By Morgan Daniels
More than a year has past since Nazarene student leaders asked the administration of the Nazarene Church to establish specific rules and guidelines on the issue of dancing.
Student leaders make the case that many types of dances such as swing or ballroom dancing should be deemed suitable, but the Nazarene Manual is unclear on whether or not these dances are allowed.
Matt Taylor, the 2008-2009 co-chair of the Nazarene Student Leadership Association (NSLA) Steering Committee, wrote a letter representing the NSLA in February 2009 to the Nazarene General Superintendents requesting a broader interpretation of the Manual statement (34.4) which would allow certain types of dance.
“If they can help us better understand what the interpretation of the social dancing policy in the manual really means, then we would be satisfied,” Taylor said.
The current statement, which says to avoid “all forms of dancing that detract from spiritual growth and break down proper moral inhibitions and reserve,” was last modified at the 1993 General Assembly, approving practices such as aerobics and cultural dancing.
Taylor held the position as NSLA Steering Committee co-chair, or the title of president of the student body presidents, for two years.
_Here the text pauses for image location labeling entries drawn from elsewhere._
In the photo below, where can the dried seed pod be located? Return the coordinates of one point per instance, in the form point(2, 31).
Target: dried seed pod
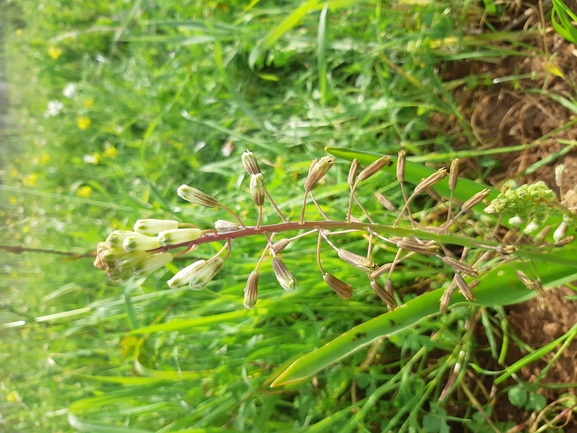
point(434, 194)
point(341, 288)
point(257, 189)
point(385, 296)
point(463, 287)
point(250, 163)
point(475, 200)
point(283, 275)
point(353, 171)
point(317, 170)
point(251, 290)
point(154, 226)
point(385, 202)
point(460, 266)
point(446, 298)
point(279, 246)
point(195, 196)
point(560, 175)
point(431, 180)
point(224, 226)
point(381, 270)
point(401, 166)
point(357, 261)
point(428, 248)
point(560, 232)
point(374, 168)
point(454, 174)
He said that throughout his involvement and leadership positions in student government, social dancing has always been an issue of concern.
“This is an issue that our college students wanted to address at the general church level—technically, a lot of us aren’t living to the standards as set forth in the Nazarene manual if we in fact do certain types of dance,” Taylor said, “We want to live within the guidelines that we have agreed to with our membership.”
Taylor argued in the letter that the policy seems to be “out of step” with most Nazarene students at the universities. He said this clarification of policy is important in order to keep all generations of Nazarenes on the same page of understanding.
But change takes time.
The Board of General Superintendents responded to the NSLA letter in December 2009—nearly 10 months later. But the response was far from final. The board said that conversation on dancing would continue with other leaders in the Nazarene church, such as university presidents.
“The Board of General Superintendents will continue to facilitate dialogue with representation from Nazarene schools of higher education on this subject,” the Board’s response letter said.
“It really is waiting game—something has been done, but at this point, there is nothing more we can do,” Jared Usrey, Trevecca’s current student body president, said.
Change in the Nazarene manual only takes place at General Assembly, which won’t happen again until 2013.
But Lacey Smith, current co-chair of the NSLA, said that the bill was tabled at first because the letter was submitted in 2009, the year of the last General Assembly and the turnover of three out of the six positions of the General Superintendents Board.
Smith said the General Superintendents will probably review the bill at the next meeting.
Trevecca’s University President Dan Boone, and Dean of Students Steve Harris both said that Trevecca’s policy on the matter of dancing should always be a reflection of the Nazarene manual, but also centers around the idea of atmosphere that students place themselves in.
“The kinds of dance where there is inappropriate dress or is sexually suggestive—the church is trying to say those are the types of moral atmospheres we don’t want to be in,” Boone said.